(Bloomberg) – As the global energy agency’s epidemic hits major consumers, new profits in 2022 are expected to fall sharply this year for global oil demand.
This is a reversal of the Paris-Agency’s signal a month ago that OPEC + should open its pipelines or risk damage to prices. The fuel carton has heard the call, and now it is coming as supply is declining.
The analysis also called on the United States – the most influential member of the IEA – on Wednesday to call on oil exporters and their partners to grow faster.
The IAAA said in its monthly report:
Oil prices fell 6% this month as renewed locks were triggered in China and other key Asian consumers where the disputed Delta difference is being reduced. In early July, Brent’s futures traded near $ 78, a two-year high, near $ 78.
Recent protests have lost momentum, with fears that an increase in Davita-19 cases could jeopardize recovery as barrels reach the market.
The 23-nation OPEC + coalition, led by Saudi Arabia and Russia, has agreed on a road map to restore the remaining oil supplies that were shut down during the outbreak. But the extra barrels start pouring out unexpectedly.

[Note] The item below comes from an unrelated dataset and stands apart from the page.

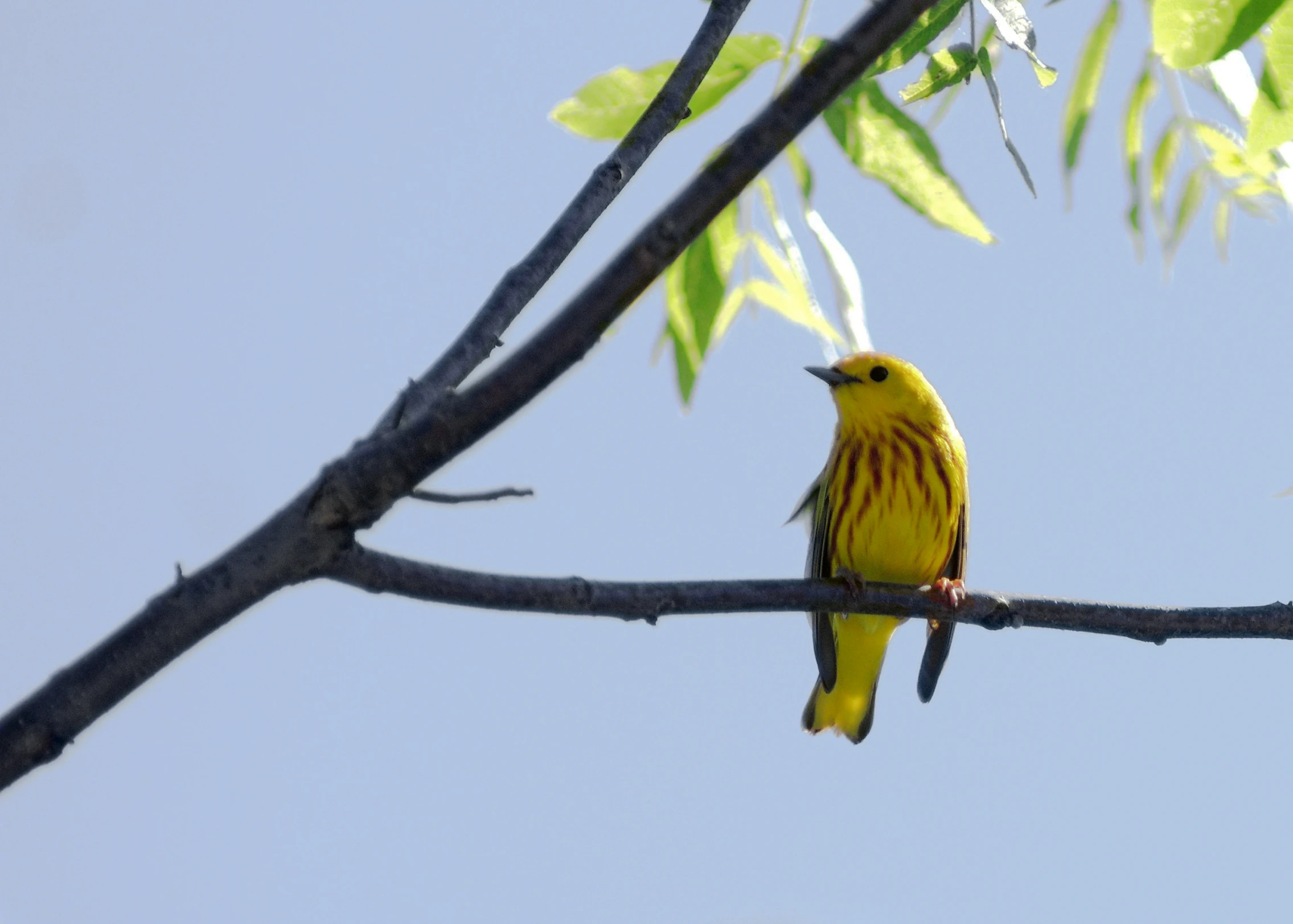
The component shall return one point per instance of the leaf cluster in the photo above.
(750, 257)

Demand for global oil fell slightly to 3.8 million barrels per hour last month. In the second half of the year, the agency reduced consumption estimates by 550,000 barrels per day.
IEA projects will continue to reach an average of 98.9 million barrels a day in the last three months of this year.
The recovery so far has already had unwanted side effects.
As U.S. drivers struggle with 3 gallons of gasoline and fear inflation, bidding authorities are urging OPEC + to speed up supply. OPEC plans “at a critical juncture in global recovery,” National Security Adviser Jack Sullivan said Wednesday.
As the US and other manufacturers recover from the investment epidemic, the IEA has significantly strengthened its forecast for off-OPEC supplies in 2022. The forecast for non-OPEC production increased by an average of 1.1 million barrels a day the following year.
As a result, OPEC is producing the required amount of crude by 2022, the report said. With 26.7 million barrels a day in July, plans to restore more production could push the market back to where it was.
For its part, the agency said: “If OPEC + continues to decline in 2022 and manufacturers do not participate in the high price response, the rate could return to profit.”